Niederlande: Regierungspolitisches Experiment
In den Niederlanden übernimmt eine Minderheitsregierung unter Rob Jetten das Ruder. Da sein Kabinett nur von 66 der 150 Parlamentarier gestützt wird, bedarf es also wechselnder Mehrheit, ohne dass Gräben zwischen den politischen Linien entstehen. Erst bleibt abzuwarten, ob Den Haag in dieser Form regierbar wird.
Nach der Parlamentswahl in den Niederlanden am 29. Oktober 2025 gestaltete sich die Regierungsbildung mal wieder schwierig. Kein Parteienbündnis konnte eine stabile Mehrheit in der Tweede Kamer erreichen – das abermals starke Abschneiden der rechtspopulistischen PVV unter Geert Wilders erwies sich als Blockadefaktor, da fast alle Parteien links von ihr eine Zusammenarbeit ausdrücklich ausschlossen, auch im Lichte des Verlaufs der vergangenen Regierung unter PVV-Vorsitz. In diesem Umfeld gewann die Option einer Minderheitsregierung in den letzten Wochen zunehmend an Bedeutung.
Nun haben sich die sozialliberalen Democrats 66 (D66) mit ihrem Vorsitzenden Rob Jetten, die rechtsliberale VVD sowie der christdemokratische CDA auf eine Minderheitsregierung geeinigt. Zusammen verfügen sie über 66 der 150 Sitze im Parlament und liegen damit deutlich unter der Mehrheitsschwelle von 76 Mandaten. Die Entscheidung, auf einen vierten Koalitionspartner zu verzichten, fiel vor dem Hintergrund gescheiterter Gespräche mit kleineren Parteien aufgrund von programmatischen Differenzen, insbesondere in der Migrations- und Rechtsstaatspolitik.

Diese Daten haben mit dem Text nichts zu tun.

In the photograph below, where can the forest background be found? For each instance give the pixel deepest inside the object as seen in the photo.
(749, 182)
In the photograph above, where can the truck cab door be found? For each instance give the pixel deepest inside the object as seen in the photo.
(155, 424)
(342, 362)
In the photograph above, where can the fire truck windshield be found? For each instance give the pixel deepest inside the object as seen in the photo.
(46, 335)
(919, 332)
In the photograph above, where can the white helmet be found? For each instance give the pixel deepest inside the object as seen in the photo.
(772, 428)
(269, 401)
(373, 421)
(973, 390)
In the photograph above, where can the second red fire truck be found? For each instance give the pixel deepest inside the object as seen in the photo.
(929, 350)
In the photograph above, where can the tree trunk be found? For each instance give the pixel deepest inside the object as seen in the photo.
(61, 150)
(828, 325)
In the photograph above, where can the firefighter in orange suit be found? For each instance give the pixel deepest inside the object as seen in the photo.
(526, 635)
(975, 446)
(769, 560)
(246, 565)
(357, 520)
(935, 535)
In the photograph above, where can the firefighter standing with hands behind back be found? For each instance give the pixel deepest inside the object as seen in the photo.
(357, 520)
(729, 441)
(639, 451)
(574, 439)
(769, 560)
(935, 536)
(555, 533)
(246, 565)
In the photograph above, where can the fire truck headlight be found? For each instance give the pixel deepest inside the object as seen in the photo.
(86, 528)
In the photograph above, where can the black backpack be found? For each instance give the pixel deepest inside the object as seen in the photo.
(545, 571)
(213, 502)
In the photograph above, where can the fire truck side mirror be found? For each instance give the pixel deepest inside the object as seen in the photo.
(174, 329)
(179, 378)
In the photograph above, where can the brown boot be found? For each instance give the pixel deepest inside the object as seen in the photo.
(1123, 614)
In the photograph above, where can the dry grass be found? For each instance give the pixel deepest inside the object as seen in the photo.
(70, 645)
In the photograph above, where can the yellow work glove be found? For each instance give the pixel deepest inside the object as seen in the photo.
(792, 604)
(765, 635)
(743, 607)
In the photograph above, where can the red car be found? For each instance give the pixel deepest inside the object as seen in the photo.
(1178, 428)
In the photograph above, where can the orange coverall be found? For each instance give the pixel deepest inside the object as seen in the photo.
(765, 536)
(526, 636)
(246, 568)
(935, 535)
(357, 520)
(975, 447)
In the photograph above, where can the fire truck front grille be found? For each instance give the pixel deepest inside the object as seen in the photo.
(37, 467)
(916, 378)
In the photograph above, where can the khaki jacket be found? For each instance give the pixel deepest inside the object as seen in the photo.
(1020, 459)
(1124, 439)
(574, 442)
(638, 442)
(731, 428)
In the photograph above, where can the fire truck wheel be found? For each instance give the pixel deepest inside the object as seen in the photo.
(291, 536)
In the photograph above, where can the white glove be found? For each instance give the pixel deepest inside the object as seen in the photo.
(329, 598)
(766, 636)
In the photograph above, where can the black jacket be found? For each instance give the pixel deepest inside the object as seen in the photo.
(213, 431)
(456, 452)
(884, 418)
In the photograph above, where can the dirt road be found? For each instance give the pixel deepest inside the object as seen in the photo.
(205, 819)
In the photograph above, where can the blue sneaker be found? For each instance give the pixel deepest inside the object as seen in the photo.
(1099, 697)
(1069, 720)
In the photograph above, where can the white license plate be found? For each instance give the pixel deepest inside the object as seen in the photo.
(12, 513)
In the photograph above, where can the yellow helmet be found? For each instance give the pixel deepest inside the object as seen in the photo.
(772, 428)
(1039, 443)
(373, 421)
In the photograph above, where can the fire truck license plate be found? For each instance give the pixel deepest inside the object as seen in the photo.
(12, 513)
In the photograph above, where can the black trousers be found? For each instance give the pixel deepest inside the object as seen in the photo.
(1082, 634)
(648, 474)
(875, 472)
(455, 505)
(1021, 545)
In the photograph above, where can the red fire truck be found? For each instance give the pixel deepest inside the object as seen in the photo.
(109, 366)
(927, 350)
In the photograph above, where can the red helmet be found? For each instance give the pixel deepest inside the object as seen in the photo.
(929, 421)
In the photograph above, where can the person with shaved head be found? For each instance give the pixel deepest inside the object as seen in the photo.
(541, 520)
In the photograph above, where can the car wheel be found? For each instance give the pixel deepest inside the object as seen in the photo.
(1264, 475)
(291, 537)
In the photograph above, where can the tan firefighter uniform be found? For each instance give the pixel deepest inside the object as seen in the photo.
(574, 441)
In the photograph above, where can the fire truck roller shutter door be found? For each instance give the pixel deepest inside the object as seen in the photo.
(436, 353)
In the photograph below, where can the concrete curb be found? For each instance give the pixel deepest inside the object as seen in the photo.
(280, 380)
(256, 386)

Der Koalitionsvertrag ist zwar noch nicht veröffentlicht, konzentriert sich inhaltlich wohl aber auf eine begrenzte Zahl nationaler Prioritäten. Dazu zählen innere und äußere Sicherheit, der Wohnungsbau, Anpassungen in der Migrationspolitik sowie öffentliche Investitionen, unter anderem in Verteidigung, Energie und Transformation. Diese Schwerpunkte spiegeln zentrale Elemente der Wahlprogramme von D66, VVD und CDA wider. Da dem Kabinett eine eigene parlamentarische Mehrheit fehlt, wird es aber auf wechselnde Mehrheiten zur Durchführung ihrer Politik angewiesen sein. In der Praxis bedeutet dies eine themenbezogene Zusammenarbeit mit Oppositionsparteien. Bei klima-, sozial- oder wohnungspolitischen Vorhaben kommen Absprachen mit den GroenLinks-PvdA in Frage, bei sicherheits- oder migrationspolitischen Vorhaben eher mit kleineren konservativen Parteien.

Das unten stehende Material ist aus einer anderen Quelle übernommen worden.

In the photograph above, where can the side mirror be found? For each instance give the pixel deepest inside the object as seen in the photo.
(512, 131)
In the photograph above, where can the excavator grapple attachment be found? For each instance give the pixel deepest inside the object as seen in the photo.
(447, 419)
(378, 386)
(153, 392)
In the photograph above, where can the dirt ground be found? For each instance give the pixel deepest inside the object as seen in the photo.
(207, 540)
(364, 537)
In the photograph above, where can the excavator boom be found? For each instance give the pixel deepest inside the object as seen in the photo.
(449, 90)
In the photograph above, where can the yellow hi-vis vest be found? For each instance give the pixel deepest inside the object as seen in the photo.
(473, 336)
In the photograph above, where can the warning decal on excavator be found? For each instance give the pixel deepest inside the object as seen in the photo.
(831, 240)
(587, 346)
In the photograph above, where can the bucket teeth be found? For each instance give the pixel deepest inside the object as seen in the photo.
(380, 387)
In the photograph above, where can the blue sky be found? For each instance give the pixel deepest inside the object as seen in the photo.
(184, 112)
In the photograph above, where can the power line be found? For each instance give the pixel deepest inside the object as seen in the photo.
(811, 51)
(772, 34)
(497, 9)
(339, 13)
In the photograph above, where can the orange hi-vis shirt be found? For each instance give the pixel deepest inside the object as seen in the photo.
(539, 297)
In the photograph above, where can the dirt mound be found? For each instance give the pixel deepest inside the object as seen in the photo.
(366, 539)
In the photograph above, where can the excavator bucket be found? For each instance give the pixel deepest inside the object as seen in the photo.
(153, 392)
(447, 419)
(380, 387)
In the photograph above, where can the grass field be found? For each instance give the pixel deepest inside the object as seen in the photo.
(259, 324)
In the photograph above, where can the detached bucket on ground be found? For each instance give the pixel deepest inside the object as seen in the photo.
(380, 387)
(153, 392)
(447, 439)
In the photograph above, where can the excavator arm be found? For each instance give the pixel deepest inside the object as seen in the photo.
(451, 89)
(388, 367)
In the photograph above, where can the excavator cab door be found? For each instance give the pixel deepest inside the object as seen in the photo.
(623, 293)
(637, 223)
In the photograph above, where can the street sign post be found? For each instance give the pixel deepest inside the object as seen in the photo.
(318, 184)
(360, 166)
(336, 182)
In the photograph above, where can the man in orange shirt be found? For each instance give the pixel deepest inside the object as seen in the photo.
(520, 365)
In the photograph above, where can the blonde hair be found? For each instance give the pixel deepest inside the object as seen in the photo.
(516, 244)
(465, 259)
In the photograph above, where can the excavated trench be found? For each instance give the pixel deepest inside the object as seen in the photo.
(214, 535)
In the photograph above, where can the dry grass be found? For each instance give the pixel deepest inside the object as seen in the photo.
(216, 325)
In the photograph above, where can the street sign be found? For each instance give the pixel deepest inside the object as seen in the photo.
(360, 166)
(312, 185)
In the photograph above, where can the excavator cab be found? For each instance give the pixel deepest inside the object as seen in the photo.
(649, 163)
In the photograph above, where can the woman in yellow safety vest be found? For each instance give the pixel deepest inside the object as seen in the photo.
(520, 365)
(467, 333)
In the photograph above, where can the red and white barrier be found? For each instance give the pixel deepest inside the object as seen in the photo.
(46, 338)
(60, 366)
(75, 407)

Diese Form der flexiblen Mehrheitsbildung stellt einen Bruch mit der traditionell konsensorientierten Mehrheitskultur in den Niederlanden dar, dem Poldern. Es wird sich zeigen müssen, ob Den Haag in dieser Form regierbar bleibt und nicht schon in wenigen Monaten abermals Neuwahlen anstehen, weil das Land in eine Pattsituation geschlittert ist. Die Oppositionsparteien haben es in der Hand, mit der Regierung zusammenzuarbeiten. Die Kunst für den designierten Premier Rob Jetten wird darin liegen, deren Forderungen bei der Durchsetzung von Gesetzesvorhaben einzubinden, ohne andere, potenzielle Koalitionspartner für zukünftige Abstimmungen gegen sich aufzubringen.

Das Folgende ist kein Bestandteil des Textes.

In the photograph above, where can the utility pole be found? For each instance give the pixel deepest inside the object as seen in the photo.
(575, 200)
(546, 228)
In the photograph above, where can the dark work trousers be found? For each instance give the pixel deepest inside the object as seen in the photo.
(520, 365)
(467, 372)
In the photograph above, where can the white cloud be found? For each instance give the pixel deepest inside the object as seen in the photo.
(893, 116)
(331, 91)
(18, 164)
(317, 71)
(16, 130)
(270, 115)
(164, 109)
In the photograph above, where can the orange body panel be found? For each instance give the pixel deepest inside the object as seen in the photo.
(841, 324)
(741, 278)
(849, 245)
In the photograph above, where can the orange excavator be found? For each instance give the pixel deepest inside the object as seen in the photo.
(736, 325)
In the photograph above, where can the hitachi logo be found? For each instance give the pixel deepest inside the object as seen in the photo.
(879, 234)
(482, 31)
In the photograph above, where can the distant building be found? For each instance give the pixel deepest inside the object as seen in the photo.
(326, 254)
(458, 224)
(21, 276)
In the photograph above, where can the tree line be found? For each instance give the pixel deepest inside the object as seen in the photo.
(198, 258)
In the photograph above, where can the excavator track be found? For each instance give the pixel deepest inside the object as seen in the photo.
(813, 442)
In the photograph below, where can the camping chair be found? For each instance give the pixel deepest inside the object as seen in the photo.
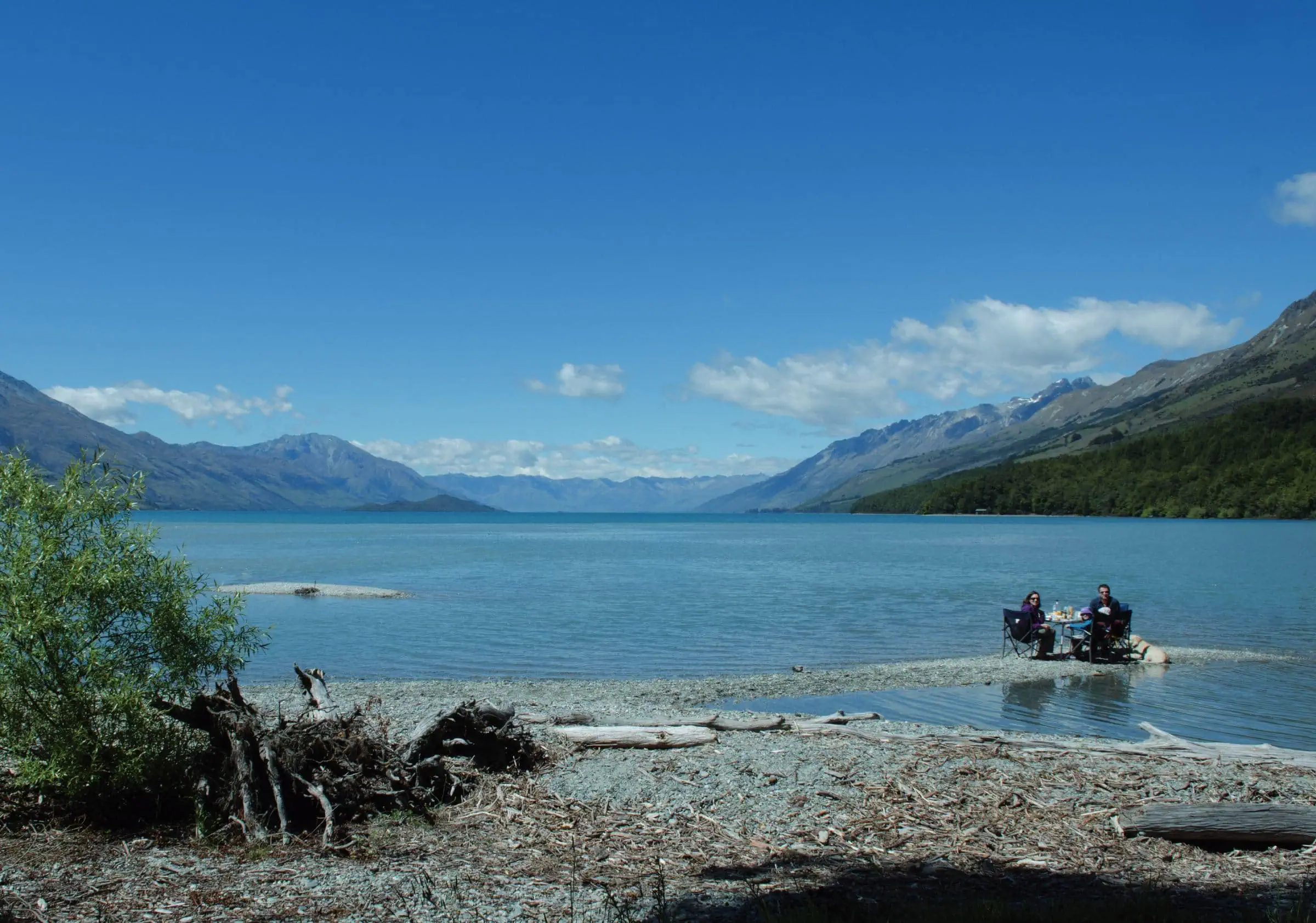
(1109, 646)
(1018, 633)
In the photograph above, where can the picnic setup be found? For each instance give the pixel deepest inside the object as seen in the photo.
(1099, 631)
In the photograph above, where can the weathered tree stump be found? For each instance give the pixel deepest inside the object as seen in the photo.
(331, 767)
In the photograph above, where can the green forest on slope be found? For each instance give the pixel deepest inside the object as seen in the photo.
(1256, 462)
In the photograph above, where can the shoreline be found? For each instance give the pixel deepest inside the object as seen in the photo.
(411, 700)
(892, 814)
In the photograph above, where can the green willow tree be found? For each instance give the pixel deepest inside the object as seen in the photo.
(94, 626)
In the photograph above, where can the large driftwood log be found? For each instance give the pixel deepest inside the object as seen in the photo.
(643, 738)
(715, 721)
(1159, 744)
(319, 704)
(1226, 823)
(841, 718)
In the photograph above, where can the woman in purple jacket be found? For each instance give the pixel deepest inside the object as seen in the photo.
(1045, 634)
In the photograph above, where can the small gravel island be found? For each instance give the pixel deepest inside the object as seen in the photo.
(288, 588)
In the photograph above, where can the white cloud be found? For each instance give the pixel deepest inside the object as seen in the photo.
(610, 457)
(985, 347)
(583, 381)
(112, 406)
(1295, 200)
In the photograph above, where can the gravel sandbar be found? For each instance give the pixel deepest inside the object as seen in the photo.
(287, 588)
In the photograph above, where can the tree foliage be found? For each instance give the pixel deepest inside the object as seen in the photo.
(1256, 462)
(94, 626)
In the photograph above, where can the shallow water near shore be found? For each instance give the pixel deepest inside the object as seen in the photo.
(642, 596)
(1223, 701)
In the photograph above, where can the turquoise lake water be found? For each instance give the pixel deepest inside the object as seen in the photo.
(633, 596)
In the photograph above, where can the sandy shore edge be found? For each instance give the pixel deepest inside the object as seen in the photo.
(413, 700)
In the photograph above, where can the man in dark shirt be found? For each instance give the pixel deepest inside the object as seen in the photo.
(1106, 617)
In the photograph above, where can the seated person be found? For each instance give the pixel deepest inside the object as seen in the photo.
(1045, 634)
(1106, 616)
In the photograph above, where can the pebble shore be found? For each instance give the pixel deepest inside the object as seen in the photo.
(705, 833)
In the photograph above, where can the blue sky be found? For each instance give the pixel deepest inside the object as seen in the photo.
(623, 238)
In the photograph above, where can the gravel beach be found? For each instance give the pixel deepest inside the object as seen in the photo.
(707, 833)
(409, 701)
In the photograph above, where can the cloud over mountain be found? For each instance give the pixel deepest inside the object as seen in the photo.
(985, 347)
(1295, 200)
(610, 457)
(583, 381)
(112, 406)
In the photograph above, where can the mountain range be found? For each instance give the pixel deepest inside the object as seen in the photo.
(326, 472)
(874, 449)
(316, 472)
(527, 493)
(286, 474)
(1067, 417)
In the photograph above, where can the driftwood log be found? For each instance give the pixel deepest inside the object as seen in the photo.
(330, 767)
(643, 738)
(1226, 823)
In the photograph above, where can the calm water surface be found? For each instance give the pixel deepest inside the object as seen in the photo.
(629, 596)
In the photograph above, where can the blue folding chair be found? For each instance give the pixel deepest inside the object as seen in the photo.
(1103, 641)
(1018, 634)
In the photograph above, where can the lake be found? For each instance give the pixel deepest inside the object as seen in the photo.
(633, 596)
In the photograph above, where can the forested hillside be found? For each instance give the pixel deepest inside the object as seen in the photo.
(1256, 462)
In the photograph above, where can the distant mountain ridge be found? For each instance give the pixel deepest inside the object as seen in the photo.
(1280, 361)
(291, 472)
(441, 503)
(874, 449)
(531, 493)
(310, 472)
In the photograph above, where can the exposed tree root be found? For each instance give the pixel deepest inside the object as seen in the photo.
(327, 767)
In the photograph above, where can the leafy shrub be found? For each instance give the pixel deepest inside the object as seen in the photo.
(94, 626)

Aus Marktsicht signalisiert diese Minderheitsregierung eine geringere inhärente Instabilität, die bei der Vorgängerregierung höher war. Allerdings bleibt die Unsicherheit über ihre Durchsetzungskraft hoch, da die Entscheidungsfindung vom jeweiligen Politikfeld abhängen wird. Die Risikoprämien niederländischer Staatsanleihen (DSL) gegenüber deutschen Bundesanleihen (Bunds) ließen sich davon bislang aber nicht aus dem Tritt bringen – der 9J DSL-Bund-Renditeaufschlag (derzeit fehlt eine zehnjährige DSL-Anleihe) blieb nach der Ankündigung unverändert bei rund zehn Basispunkte. Übergeordnet befinden sich DSL-Anleihen damit weiterhin in einem Einengungstrend gegenüber Bunds, der sich auch noch weiter fortsetzen kann.